Mais depuis, le groupe redresse progressivement la barre. Les résultats 2024 témoignent de cette dynamique. Le chiffre d’affaires annuel est en progression de 16% par rapport à 2023, tandis que l’EBITDA a dépassé pour la première fois les niveaux de 2019. Ces bons chiffres s'expliquent par le retour massif des voyageurs en quête d’expériences maritimes. La demande pour les croisières est très forte, particulièrement en Amérique du Nord et en Europe. Et par rapport à 2019, la hausse de la demande a été bien plus forte que celle de l’offre ; les capacités de transport de Carnival n'ayant augmenté que de 9% entre 2019 et 2024. Ainsi, l'entreprise a pu augmenter les prix des croisières.

Source : Carnival Corp, Q4 2024 Earnings presentation

Inventer des destinations

Depuis plusieurs années, les paquebots de croisière sont décriés, à la fois pour leur impact environnemental, mais aussi parce qu'ils sont devenus l'emblème du tourisme de masse. L'opposition est devenue particulièrement forte dans les villes européennes, comme Barcelone ou Venise.

Si l'Europe reste une destination incontournable, les croisiéristes ont trouvé une parade pour développer leur activité : le développement de leurs propres îles ou plages privées dans les Caraïbes. Ainsi, des iles vierges ou des plages sont achetées aux gouvernements locaux puis transformées en sorte de club Med. En 2019, MSC a ouvert Ocean Cay (Bahamas), une île privée, qui servait auparavant à l'exploitation minière du sable d'aragonite, dont la transformation aurait coûté 500 millions de dollars, selon le Wall Street Journal. De son côté, Carnival prévoit d'ouvrir cette année Celebration Key sur l'ile de Grand Bahama.
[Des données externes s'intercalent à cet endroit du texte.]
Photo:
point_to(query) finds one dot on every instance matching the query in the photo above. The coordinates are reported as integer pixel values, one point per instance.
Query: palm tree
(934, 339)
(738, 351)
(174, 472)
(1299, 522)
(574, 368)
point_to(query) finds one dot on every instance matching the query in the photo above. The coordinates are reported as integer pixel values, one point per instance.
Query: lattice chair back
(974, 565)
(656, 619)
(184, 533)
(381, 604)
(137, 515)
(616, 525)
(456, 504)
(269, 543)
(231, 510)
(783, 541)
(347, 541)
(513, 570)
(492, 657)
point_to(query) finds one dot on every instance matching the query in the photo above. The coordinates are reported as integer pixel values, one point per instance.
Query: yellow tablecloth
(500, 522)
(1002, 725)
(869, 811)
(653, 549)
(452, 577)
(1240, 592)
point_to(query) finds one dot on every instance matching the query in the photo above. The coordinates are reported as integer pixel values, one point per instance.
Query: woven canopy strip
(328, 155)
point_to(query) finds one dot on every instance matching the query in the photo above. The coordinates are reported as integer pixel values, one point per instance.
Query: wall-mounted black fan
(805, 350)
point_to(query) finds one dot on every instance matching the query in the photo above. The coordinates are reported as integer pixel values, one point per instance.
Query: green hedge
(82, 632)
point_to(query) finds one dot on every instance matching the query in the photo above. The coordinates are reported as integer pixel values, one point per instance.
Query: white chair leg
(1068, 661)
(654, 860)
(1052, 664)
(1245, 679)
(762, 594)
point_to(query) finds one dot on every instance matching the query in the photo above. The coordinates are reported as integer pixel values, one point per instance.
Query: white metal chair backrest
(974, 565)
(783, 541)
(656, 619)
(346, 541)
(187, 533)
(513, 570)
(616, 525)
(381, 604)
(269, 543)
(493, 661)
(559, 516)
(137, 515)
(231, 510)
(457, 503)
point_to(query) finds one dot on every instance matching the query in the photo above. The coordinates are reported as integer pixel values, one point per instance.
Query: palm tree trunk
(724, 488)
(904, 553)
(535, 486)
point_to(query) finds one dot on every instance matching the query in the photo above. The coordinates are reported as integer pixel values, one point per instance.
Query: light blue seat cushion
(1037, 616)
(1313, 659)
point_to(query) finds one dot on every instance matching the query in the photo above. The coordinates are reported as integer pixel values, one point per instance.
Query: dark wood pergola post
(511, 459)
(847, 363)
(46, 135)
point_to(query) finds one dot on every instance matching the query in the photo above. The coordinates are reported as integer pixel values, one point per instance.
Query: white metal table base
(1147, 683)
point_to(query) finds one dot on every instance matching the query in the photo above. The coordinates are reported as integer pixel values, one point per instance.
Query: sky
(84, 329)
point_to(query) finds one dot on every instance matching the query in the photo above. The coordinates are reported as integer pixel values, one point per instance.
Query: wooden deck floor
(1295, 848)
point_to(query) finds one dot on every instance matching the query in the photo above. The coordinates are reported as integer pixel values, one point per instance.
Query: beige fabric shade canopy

Project Celebration Key. Source : Carnival Corp, Q4 2024 Earnings presentation

Carnival présente Celebration Key comme un "game-changing asset". Si les analystes de Zonebourse restent prudents avec cette formule typique des présentations investisseurs, la zone Caraïbe est en tout cas cruciale pour Carnival. Environ un tiers des capacités y sont déployées, un pourcentage qui s'est même légèrement renforcé par rapport à 2023. Et la demande semble au rendez-vous, Ocean Key, exploité par MSC depuis 2019 est désormais incluse dans de nombreux itinéraires de la compagnie.

Des cash-flows records pour diminuer le poids de la dette

En 2025, les réservations laissent entrevoir un taux d'occupation record tandis que les prix devraient poursuivre leur hausse. Ainsi, le résultat d’exploitation est attendu en progression de 25% cette année. Si la dette est toujours élevée, une génération de free cash-flow record est prévue pour 2025 et 2026, grâce à la forte activité, la maitrise des coûts et l'optimisation des itinéraires. Ainsi, la dette nette devrait converger vers le seuil de 3 fois l'EBITDA fin 2026.

Enfin, à 15,4 fois les bénéfices 2025, Carnival affiche une décote par rapport à ses concurrents, comme Royal Caribbean et Norwegian Cruise, qui s'explique par une rentabilité et une profitabilité moindres. Si la décote est justifiée, nous pensons tout de même qu'il y a un potentiel de réappréciation. D'abord parce que la croissance des bénéfices sera soutenue dans les prochaines années et ensuite parce que la décote est importante par rapport à l'ensemble du marché - le S&P500 traite autour de 22x les bénéfices 2025.